Construction of the Transposase Expression Plasmids

[0168] The synthesized constructs were used to generate the constructs shown in FIG. 2a and FIG. 2b using standard cloning procedures. The nucleotide sequences of the generated constructs are listed here under SEQ ID NO: 3 (KATA2A-PBw-TAF3), SEQ ID NO: 5 (PBw), SEQ ID NO: 7 (TAF3-PBw), SEQ ID NO: 9 (PBw-TAF3), SEQ ID NO: 11 (KAT2A-PBw), SEQ ID NO: 1 (Taf3-haPB), SEQ ID NO: 13 (haPB), SEQ ID NO: 15 (KATA2A-haPB-TAF3), SEQ ID NO: 29 (KATA2A-haPB) and SEQ ID NO: 31 (haPB-TAF3). The constructs were ligated into an expression vector, which allows transient expression of the transposase variants under control of the CMV promoter. General procedures for constructing expression plasmids are described in Sambrook, J., E. F. Fritsch and T. Maniatis: Cloning I/II/III, A Laboratory Manual New York/Cold Spring Harbor Laboratory Press, 1989, Second Edition.

Example 3

Construction of the Transposon Plasmids

[0169] Transposons were created containing the PiggyBac ITRs recognized by the PiggyBac transposase. Minimal ITR sequences of the PiggyBac transposon were integrated in the empty expression vectors PBGGPEx2.0m and PBGGPEx2.0p in 5' and 3' position to the bacterial backbone sequence with bacterial replication origin and antibiotic resistance gene by amplifying said bacterial backbone using the primers V1028_Piggy_forward, V1029_Piggy_reverse and V1036 Pbac_reverse 2 listed here under SEQ ID NO: 17 (V1028_Piggy_forward) and SEQ ID NO: 18 (V1029_Piggy_reverse) or rather SEQ ID NO: 17 (V1028_Piggy_forward) and SEQ ID NO: 19 (V1036 Pbac_reverse 2) and replacing the backbone of the corresponding vectors by one of the PCR-products via restriction digest with NdeI+NheI (PBGGPEx2.0m) or rather SfiI+NheI (PBGGPEx2.0p) to generate PBGGPEx2.0p_PiggyBG and PBGGPEx2.0m_PiggyBG.

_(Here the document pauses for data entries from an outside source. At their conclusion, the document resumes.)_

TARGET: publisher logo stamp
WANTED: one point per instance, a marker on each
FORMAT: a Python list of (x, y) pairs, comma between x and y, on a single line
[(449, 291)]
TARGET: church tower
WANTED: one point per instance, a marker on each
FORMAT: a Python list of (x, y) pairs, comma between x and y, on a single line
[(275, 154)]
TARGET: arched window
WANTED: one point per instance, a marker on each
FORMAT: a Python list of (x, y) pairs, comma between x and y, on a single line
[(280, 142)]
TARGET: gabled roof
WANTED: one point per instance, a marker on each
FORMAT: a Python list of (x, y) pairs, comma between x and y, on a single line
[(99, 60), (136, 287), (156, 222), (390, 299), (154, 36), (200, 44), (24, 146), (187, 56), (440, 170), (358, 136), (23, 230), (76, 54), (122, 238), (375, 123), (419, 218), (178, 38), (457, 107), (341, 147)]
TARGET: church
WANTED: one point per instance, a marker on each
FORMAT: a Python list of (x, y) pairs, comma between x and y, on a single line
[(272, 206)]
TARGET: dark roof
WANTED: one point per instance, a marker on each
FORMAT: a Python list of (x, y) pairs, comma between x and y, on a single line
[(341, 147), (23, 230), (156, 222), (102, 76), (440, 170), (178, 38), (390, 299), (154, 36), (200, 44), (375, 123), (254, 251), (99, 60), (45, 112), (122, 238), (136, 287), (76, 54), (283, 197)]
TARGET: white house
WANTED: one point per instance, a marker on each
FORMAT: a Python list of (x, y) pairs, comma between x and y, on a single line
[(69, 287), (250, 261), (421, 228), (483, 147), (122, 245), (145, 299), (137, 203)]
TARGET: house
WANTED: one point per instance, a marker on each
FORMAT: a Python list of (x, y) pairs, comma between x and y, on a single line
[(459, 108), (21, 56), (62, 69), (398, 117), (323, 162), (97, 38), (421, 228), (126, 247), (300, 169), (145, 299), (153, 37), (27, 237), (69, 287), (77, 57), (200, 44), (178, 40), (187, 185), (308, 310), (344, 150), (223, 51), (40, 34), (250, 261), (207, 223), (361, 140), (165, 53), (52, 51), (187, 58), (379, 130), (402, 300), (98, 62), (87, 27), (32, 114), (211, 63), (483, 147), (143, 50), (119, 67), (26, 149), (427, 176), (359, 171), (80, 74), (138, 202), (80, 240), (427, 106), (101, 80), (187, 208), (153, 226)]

Synthetic heavy or rather light chain fragments of an monoclonal antibody assembled with a signal peptide were ligated into the transposon containing empty expression vectors PBGGPEx2.0p_PiggyBG and PBGGPEx2.0m_PiggyBG to generate PBGGPEx2.0p_hc_PiggyBG and PBGGPEx2.0m_lc_PiggyBG (FIG. 3). General procedures for constructing expression plasmids are described in Sambrook, J., E. F. Fritsch and T. Maniatis: Cloning I/II/III, A Laboratory Manual New York/Cold Spring Harbor Laboratory Press, 1989, Second Edition.

Example 4

Generation and Analysis of Clone Pools

[0170] As starter cell line the dihydrofolate reductase-deficient CHO cell line, CHO/DG44 [Urlaub et al., 1986, Proc Natl Acad Sci USA. 83 (2): 337-341] was used. The cell line was maintained in serum-free medium. Plasmids containing the PB transposons (PBGGPEx2.0p_hc_PiggyBG and PBGGPEx2.0m_lc_PiggyBG) and transient expression vectors for expression of one of the transposase variants each were transfected by electroporation according to the manufacturer's instructions (Neon Transfection System, Thermo Fisher Scientific). In each transfection 1.5 .mu.g of circular HC and LC transposon vector DNA and 1.2 .mu.g of circular transposase DNA were used. Transfectants were subjected to selection with puromycin and methotrexate to eliminate untransfected cells, as well as non- and low-producer. Two consecutive series of transfections and selections were performed using the same vector combinations, DNA amounts and selection conditions. After a selection period of two weeks selection pressure was removed and resulting clone pools were subjected to Fed-batch processes under generic conditions with defined seeding cell densities. Fed batch processes were performed in shake flasks (SF125, Corning) with working volumes of 30 mL in chemically defined culture medium. A chemically defined feed was applied every two days following a generic feeding regiment. Antibody concentrations of cell culture supernatant samples were determined by the Octet.RTM. RED96 System (Fortebio) against purified material of the expressed antibody as standard curve.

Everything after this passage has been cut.